Shoalhaven dispute resolved but the Council suffers lasting damage

 

“I’ve had worse”, says Director Tim Fletcher

Well, who’d be surprised Shoalhaven would struggle to get suitably qualified applicants to fill the positions vacated by members of ours deciding to go to places where they are treated with more dignity and respect? Apart from management at Shoalhaven.

More of that next month when our highly regarded Golden Turd award is announced for 2014.

Our long-running dispute with Shoalhaven has now concluded. More than 10 days of compulsory conferences in the IRC, all of which reinforced the Council’s hostility to openness, transparency and fair treatment of its staff.

Shoalhaven featured in July 2014 as an early favourite in our HR Awards with a comprehensive listing of all the contested matters in this long-running dispute. At that stage we said we were ahead seven nil and the Council was failing to score at all.

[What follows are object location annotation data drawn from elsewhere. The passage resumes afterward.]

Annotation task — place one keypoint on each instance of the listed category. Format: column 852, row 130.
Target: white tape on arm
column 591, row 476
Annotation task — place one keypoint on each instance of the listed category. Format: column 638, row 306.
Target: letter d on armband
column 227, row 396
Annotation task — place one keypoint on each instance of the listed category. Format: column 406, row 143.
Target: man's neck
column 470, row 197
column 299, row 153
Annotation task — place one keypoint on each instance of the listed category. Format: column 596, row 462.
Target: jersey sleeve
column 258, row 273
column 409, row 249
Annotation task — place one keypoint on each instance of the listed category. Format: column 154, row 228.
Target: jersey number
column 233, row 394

The mystery and secrecy of the obsolete job evaluation system continued.  We had forced the Council to re-evaluate two team leader positions that they had originally proposed would be 3/2, so that they could laterally transfer two employees into the jobs without additional pay and without running the risk of redundancies and, sure enough, they had rorted the system, they were really 3/3. So, we wanted other jobs re-evaluated as well, so they opposed that vigourously and, when the Commission encouraged them to do so, they begrudgingly did so without disclosing the effect of the agreed changes, so no one would have any idea. Again, Commission encouraged them to do so. And they did. I’ve lost score by now. A zillion to nil?

But that wasn’t the end of it. They contested the vacating of dates that had been set by agreement, unsuccessfully of course consistent with everything else they had tried, and even contesting our request to vacate a date, set in our absence by the IRC. They lost that too.

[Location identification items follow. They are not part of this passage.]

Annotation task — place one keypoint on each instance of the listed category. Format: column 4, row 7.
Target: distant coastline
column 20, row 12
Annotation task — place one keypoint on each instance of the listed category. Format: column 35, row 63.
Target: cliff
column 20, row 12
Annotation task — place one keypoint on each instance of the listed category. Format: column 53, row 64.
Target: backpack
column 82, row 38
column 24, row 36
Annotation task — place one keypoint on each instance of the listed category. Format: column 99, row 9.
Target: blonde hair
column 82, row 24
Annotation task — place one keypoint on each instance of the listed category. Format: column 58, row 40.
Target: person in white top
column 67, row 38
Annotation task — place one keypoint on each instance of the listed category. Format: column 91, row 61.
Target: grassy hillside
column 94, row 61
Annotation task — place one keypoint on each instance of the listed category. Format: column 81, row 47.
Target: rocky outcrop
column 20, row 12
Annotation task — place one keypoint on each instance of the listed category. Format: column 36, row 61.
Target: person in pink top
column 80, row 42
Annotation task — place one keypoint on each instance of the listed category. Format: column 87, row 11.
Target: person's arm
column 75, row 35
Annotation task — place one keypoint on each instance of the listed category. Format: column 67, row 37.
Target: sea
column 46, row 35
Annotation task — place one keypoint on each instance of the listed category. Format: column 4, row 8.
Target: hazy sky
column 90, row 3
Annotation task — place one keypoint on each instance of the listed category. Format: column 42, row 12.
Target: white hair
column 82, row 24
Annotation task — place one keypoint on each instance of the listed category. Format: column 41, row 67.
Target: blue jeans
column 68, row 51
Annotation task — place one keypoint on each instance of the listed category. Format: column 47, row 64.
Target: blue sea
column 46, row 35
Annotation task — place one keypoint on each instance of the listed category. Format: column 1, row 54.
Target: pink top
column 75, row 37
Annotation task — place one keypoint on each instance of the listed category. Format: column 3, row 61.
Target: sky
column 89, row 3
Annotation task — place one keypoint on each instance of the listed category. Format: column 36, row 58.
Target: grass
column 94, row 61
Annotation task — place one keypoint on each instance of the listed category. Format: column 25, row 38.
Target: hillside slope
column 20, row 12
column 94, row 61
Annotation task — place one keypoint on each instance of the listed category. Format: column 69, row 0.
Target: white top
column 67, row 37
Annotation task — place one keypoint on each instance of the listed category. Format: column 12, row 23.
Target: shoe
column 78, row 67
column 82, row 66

We had two other positions finally re-evaluated but, while we were not able to move them into 3/3, at least the members concerned know they had a chance to have the positions evaluated with their own input rather than being pressed down by Director of Planning and Development Services Tim Fletcher and the flunkies from HR.

The dispute concludes with the Council having agreed to implement version 20 of the OOSoft job evaluation system in 2015. This is the system which superseded version 19 in 1998.